Greenhouse Gas Emissions from Inland Waters: Reach Through Global Scale

Abstract

Freshwater ecosystems emit disproportionately high amounts of carbon dioxide, methane, and nitrous oxide relative to their global surface area.  It is thus imperative to maintain robust and quantitative greenhouse gas budgets, as well as to understand the factors driving these emissions.  Synthesis at the global level can be reliant on assumptions and aggregations from the level of sampling or based upon broader modeling efforts.

Greenhouse gas concentrations and emissions are driven largely by physical and biogeochemical variables that vary climatically and geographically, or even at scales within stream reaches. Physical drivers include stream slopes that affect gas exchange rates, and temperature effects on gas solubility.  Biogeochemical drivers include dissolved oxygen, temperature, and nutrient concentrations via their effects on stream metabolic processes.  In the first talk of this series, we discuss the differences in CO2 and CH4 concentrations and drivers between streams across the United States when streams are compared using high-frequency grab samples collected from stream runs.  We then test the limitations of this work by using a warm, low-gradient Piedmont stream which separates into pools and riffles by summer.  This stream violates the assumptions of streamflow implicit in some inter-stream comparison and the assumptions needed for traditional methods of measuring both physical and biogeochemical drivers of gas processes.

In the second part of this talk, we focus on nitrous oxide (N2O) emissions. N2O is the third most important greenhouse gas driving global climate change, after methane and carbon dioxide, and is a harmful ozone-depleting gas. Atmospheric nitrous oxide concentrations are increasing at a rate that exceeds worst-case IPCC scenario predictions. Inland waters, including rivers, lakes, reservoirs, and estuaries, are among the most uncertain net sources of N2O to the atmosphere. In this presentation, we will discuss a novel process-based global-scale modeling approach to quantify N2O emissions from inland waters, as well as a recent international effort to synthesize, standardize, and regionalize all existing N2O emissions estimates from inland waters. We will also discuss emerging evidence showing the prevalence of N2O undersaturation in rivers and lakes across climate zones, and the implications of these findings for the global nitrous oxide budget.

Bio

Dr. Amanda Gay DelVecchia is an Assistant Professor in the Department of Geography at the University of North Carolina at Chapel Hill.  Her work focuses on how biogeochemistry varies across the hydrologic and physical templates of freshwater ecosystems, and how this heterogeneity interacts with the biota present.  Her research occurs across perennial and non-perennial, lentic (non-flowing) and lotic (flowing), above and belowground waters, and combines field based approaches with synthesis of existing broad-scale datasets.  She holds a PhD in Systems Ecology from the University of Montana. 

Bio

Dr.
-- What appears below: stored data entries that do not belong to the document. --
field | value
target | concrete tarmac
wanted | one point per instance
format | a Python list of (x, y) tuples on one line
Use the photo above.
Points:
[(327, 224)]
Taylor Maavara is a Senior Independent Research Fellow at the University of Leeds in England. Her research focuses on quantifying the anthropogenic impacts to biogeochemical cycling in inland and coastal aquatic ecosystems. She uses both modelling and field approaches to address biogeochemical research questions from catchment- to global-scale, with some emphasis on understanding watershed-level impacts like river damming, and climate feedbacks including greenhouse gas emissions from aquatic systems. She holds a PhD in Earth & Environmental Sciences from the University of Waterloo in Canada, and was previously the NSERC postdoctoral fellow at Lawrence Berkeley National Laboratory in California, and a G. Evelyn Hutchinson Fellow at Yale University. She is a mountain climber and canoe tripper, and occasionally writes freelance for outdoor adventure magazines in Canada and the US.